Les Américains disposent de deux bases de drones à Agadez et Dirkou, dans le nord du Niger. Leurs appareils survolent le Sahel en permanence et apportent un soutien important à la force française antijihadiste Barkhane.

En octobre 2017, quatre soldats américains des Forces spéciales et cinq militaires nigériens avaient été tués dans une embuscade à Tongo Tongo, près du Mali, dans le sud-ouest du Niger, alors qu'officiellement les États-Unis ne disposaient pas de troupes en opération au sol.

Cette attaque avait été revendiquée par l'Organisation État islamique dans le Grand Sahara (EIGS).

Des otages toujours détenus au Sahel

Le 8 octobre au Mali, la Française Sophie Pétronin et deux otages italiens, dont un avait été enlevé au Niger, ont été libérés, mais plusieurs restent détenus au Sahel.

Parmi eux, l'humanitaire américain Jeffery Woodke, enlevé au Niger en octobre 2016 à Abalak, à environ 200 km au nord de Birni Nkonni.

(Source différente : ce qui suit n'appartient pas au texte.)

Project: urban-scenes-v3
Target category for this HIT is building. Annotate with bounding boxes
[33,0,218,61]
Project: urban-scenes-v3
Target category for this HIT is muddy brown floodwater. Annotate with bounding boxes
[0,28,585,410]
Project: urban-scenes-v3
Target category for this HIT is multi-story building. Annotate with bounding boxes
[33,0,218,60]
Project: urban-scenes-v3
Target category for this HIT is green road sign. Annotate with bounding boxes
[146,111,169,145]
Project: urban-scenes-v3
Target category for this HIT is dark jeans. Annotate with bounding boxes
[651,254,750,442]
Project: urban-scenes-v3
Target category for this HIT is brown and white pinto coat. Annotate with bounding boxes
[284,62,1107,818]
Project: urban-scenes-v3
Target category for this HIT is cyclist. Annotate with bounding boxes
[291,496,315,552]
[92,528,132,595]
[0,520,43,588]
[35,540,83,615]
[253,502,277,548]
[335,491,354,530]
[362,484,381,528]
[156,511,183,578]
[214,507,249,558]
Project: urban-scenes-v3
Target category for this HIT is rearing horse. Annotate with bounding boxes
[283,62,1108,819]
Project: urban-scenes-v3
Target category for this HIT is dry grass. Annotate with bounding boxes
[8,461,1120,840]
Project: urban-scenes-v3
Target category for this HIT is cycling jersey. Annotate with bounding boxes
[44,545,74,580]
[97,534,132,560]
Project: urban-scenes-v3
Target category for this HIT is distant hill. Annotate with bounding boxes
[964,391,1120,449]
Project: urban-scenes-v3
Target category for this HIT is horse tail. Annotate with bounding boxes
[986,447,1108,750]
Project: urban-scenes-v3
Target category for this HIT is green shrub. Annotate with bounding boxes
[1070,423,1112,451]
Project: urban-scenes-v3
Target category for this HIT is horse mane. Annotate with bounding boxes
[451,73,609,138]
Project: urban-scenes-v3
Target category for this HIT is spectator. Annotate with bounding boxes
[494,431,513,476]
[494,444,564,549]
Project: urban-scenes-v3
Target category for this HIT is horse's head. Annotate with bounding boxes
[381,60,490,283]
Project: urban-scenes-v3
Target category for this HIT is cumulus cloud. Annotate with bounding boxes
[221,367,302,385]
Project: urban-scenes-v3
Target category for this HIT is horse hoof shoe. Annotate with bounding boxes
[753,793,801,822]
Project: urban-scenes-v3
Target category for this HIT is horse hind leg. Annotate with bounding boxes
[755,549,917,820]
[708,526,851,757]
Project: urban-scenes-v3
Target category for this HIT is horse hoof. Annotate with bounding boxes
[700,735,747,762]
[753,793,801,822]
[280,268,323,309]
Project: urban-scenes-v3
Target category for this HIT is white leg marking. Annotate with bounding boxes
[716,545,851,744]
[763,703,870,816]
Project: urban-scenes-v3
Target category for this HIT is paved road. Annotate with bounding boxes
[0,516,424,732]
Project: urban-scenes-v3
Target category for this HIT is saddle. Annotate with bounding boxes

Toutefois, la zone dans laquelle Philip Walton a été enlevé est loin du rayon d'action habituel des groupes jihadistes. C'est une zone de contrebande et de banditisme actifs, en raison de la porosité de la frontière entre le Niger et le Nigeria.

En août, six humanitaires français et deux Nigériens avaient été assassinés à 60 km à l'ouest de Niamey dans la réserve naturelle de Kouré, une attaque revendiquée par l'Organisation État islamique.

Le Niger est en proie à des attaques jihadistes récurrentes qui ont fait des centaines de morts.